قُلْ س۪يرُوا فِي الْاَرْضِ فَانْظُرُوا كَيْفَ بَدَاَ الْخَلْقَ ثُمَّ اللّٰهُ يُنْشِئُ النَّشْاَةَ الْاٰخِرَةَۜ اِنَّ اللّٰهَ عَلٰى كُلِّ شَيْءٍ قَد۪يرٌۚ
De ki: «Yeryüzünde gezip dolaşın da, böylelikle yaratmaya nasıl başladığına bir bakın. Sonra Allah ahiret yaratmasını (veya son yaratmayı) da inşa edip yaratacaktır. Hiç şüphe yok Allah, her şeye güç yetirendir.
(Ankebut:20)
Gezmek, dolaşmak benim için hiçbir zaman boş vakit eylemi olmadı. Aksine, yukarıdaki ayeti kendime düstur edinip, elimden geldiğince Allah'ın yaratmış olduğu güzellikleri, nimetleri keşfedip, onlara şahit olmaya çalıştım. Bundan sonra kalan ömrümde de öyle olacak inşallah.

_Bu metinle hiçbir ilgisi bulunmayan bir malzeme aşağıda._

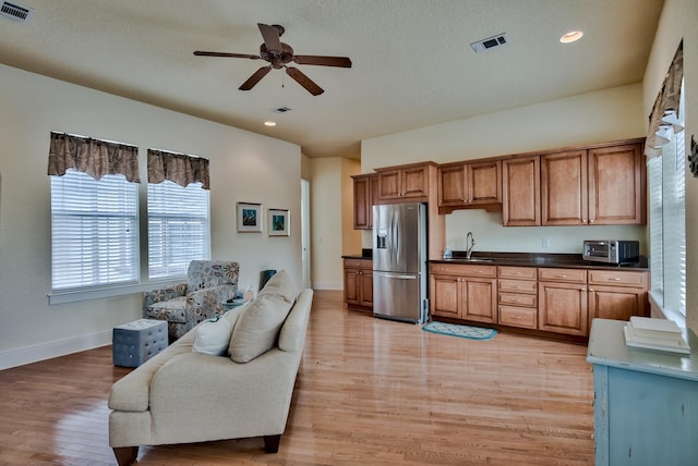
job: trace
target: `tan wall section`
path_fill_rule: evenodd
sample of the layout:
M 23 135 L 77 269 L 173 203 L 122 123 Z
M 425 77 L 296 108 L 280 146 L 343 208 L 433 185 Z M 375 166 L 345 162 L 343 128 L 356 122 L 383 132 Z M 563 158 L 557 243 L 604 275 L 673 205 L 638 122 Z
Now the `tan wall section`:
M 361 173 L 361 162 L 341 159 L 341 254 L 361 253 L 361 231 L 353 229 L 353 180 Z
M 311 273 L 313 289 L 342 287 L 340 158 L 313 158 L 311 167 Z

Bugün Rabbimin kurumuş dallara nasıl yeniden hayat verdiğine bir kez daha şahit oldum. Yeniden yaratılışın nasıl mümkün olacağına bir kez daha inandım. Onları izlerken içimde biriken hüzün de yerini yeniden umuda bıraktı.
Bir şâir, "Yaşamak ne zor şey kalbi olana" demişti. Çok doğru ifade etmişti yaşamı. Ben de şunu ekleyebilirim ki "Yaşamak ne güzel şey umudu olana."
Vesselam.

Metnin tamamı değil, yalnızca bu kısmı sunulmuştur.